The sight of 340 chests of tea bobbing up and down in the water is enough to make a Briton cry. But not only was it a shocking waste of a cuppa, it was also darn expensive. By the British East India Company’s reckoning, the 92,000 pounds of tea that was tipped over board in December 1773 cost them £9,659. That’s almost £1.5m in today’s money.
The British government was furious. The destruction of the tea meant a serious loss of tax revenue. But for the perpetrators, the rebellious Sons of Liberty, it had never been about the tax. When the 13 colonies eventually became independent from Britain in 1784, the newly created United States government also taxed tea. Rather it was the lack of political representation in parliament.
Back in London, the Boston Tea Party, as the incident later on become known, provoked howls of protest.

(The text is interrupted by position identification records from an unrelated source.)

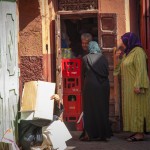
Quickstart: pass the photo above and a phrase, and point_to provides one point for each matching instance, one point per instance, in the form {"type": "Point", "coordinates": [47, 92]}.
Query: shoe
{"type": "Point", "coordinates": [134, 139]}
{"type": "Point", "coordinates": [85, 139]}
{"type": "Point", "coordinates": [131, 136]}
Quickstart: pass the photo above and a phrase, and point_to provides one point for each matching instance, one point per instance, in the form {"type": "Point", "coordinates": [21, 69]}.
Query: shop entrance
{"type": "Point", "coordinates": [103, 27]}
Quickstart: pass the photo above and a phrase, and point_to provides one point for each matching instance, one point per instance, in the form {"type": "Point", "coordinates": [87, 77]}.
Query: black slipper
{"type": "Point", "coordinates": [134, 139]}
{"type": "Point", "coordinates": [131, 136]}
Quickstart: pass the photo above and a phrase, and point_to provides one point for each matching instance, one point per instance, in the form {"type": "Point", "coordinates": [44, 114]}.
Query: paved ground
{"type": "Point", "coordinates": [117, 142]}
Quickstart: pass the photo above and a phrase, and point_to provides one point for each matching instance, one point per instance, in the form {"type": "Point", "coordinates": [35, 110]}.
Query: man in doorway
{"type": "Point", "coordinates": [85, 39]}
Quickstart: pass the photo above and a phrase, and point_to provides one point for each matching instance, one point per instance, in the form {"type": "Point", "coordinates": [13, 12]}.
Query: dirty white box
{"type": "Point", "coordinates": [36, 101]}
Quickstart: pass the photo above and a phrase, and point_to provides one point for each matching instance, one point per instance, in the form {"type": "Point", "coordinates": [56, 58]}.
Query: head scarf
{"type": "Point", "coordinates": [130, 40]}
{"type": "Point", "coordinates": [93, 47]}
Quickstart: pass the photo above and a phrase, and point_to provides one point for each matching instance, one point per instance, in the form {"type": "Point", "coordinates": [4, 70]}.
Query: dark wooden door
{"type": "Point", "coordinates": [107, 32]}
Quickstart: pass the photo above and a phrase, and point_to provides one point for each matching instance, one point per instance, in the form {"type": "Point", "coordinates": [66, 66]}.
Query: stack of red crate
{"type": "Point", "coordinates": [72, 95]}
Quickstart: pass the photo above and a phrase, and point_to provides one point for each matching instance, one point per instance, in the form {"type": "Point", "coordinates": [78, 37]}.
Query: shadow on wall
{"type": "Point", "coordinates": [28, 11]}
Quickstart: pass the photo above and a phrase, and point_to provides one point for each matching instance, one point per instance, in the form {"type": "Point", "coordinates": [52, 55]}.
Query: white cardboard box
{"type": "Point", "coordinates": [36, 100]}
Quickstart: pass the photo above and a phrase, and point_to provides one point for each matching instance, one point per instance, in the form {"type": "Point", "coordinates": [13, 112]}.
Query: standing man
{"type": "Point", "coordinates": [85, 39]}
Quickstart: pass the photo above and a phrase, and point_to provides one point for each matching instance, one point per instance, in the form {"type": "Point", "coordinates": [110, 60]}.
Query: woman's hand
{"type": "Point", "coordinates": [137, 90]}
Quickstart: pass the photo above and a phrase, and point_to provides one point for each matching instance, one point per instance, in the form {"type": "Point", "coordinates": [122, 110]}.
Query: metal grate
{"type": "Point", "coordinates": [67, 5]}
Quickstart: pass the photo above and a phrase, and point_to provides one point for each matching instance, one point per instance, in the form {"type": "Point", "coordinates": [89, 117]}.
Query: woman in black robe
{"type": "Point", "coordinates": [96, 91]}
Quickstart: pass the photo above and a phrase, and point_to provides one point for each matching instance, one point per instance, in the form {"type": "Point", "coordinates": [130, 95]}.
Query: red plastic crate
{"type": "Point", "coordinates": [71, 67]}
{"type": "Point", "coordinates": [71, 84]}
{"type": "Point", "coordinates": [72, 104]}
{"type": "Point", "coordinates": [79, 126]}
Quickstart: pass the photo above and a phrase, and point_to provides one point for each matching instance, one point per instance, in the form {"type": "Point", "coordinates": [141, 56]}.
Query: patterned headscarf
{"type": "Point", "coordinates": [130, 40]}
{"type": "Point", "coordinates": [93, 47]}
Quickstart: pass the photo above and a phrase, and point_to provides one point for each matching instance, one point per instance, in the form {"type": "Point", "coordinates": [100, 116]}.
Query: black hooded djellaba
{"type": "Point", "coordinates": [96, 92]}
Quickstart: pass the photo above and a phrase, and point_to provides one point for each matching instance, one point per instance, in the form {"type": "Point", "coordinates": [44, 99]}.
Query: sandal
{"type": "Point", "coordinates": [131, 136]}
{"type": "Point", "coordinates": [134, 139]}
{"type": "Point", "coordinates": [85, 139]}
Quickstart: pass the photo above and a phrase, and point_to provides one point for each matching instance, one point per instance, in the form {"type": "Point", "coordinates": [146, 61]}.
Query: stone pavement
{"type": "Point", "coordinates": [117, 142]}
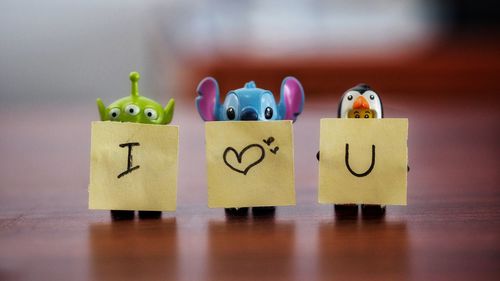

Lord North’s government was determined to make Boston pay back every last penny for the tea that was lost. And until it had done so, the city wasn’t allowed to enjoy its port, which was one of the most important in North America.
In March 1774, the Trade Act, better known as the Boston Port Act, passed through parliament. It stipulated that from 1 June that year, the port would be blockaded, and closed to all shipping. No goods could be landed, and no cargo loaded.
The problem was, the act lumped all the Bostonians together. It wasn’t just the rebels who were being punished, everybody was. Even those colonists who were favourably disposed towards the mother country felt hard done by.
It’s for that reason the Boston Port Act formed one of the so-called ‘intolerable acts’ that led to open rebellion and the American War of Independence two years later.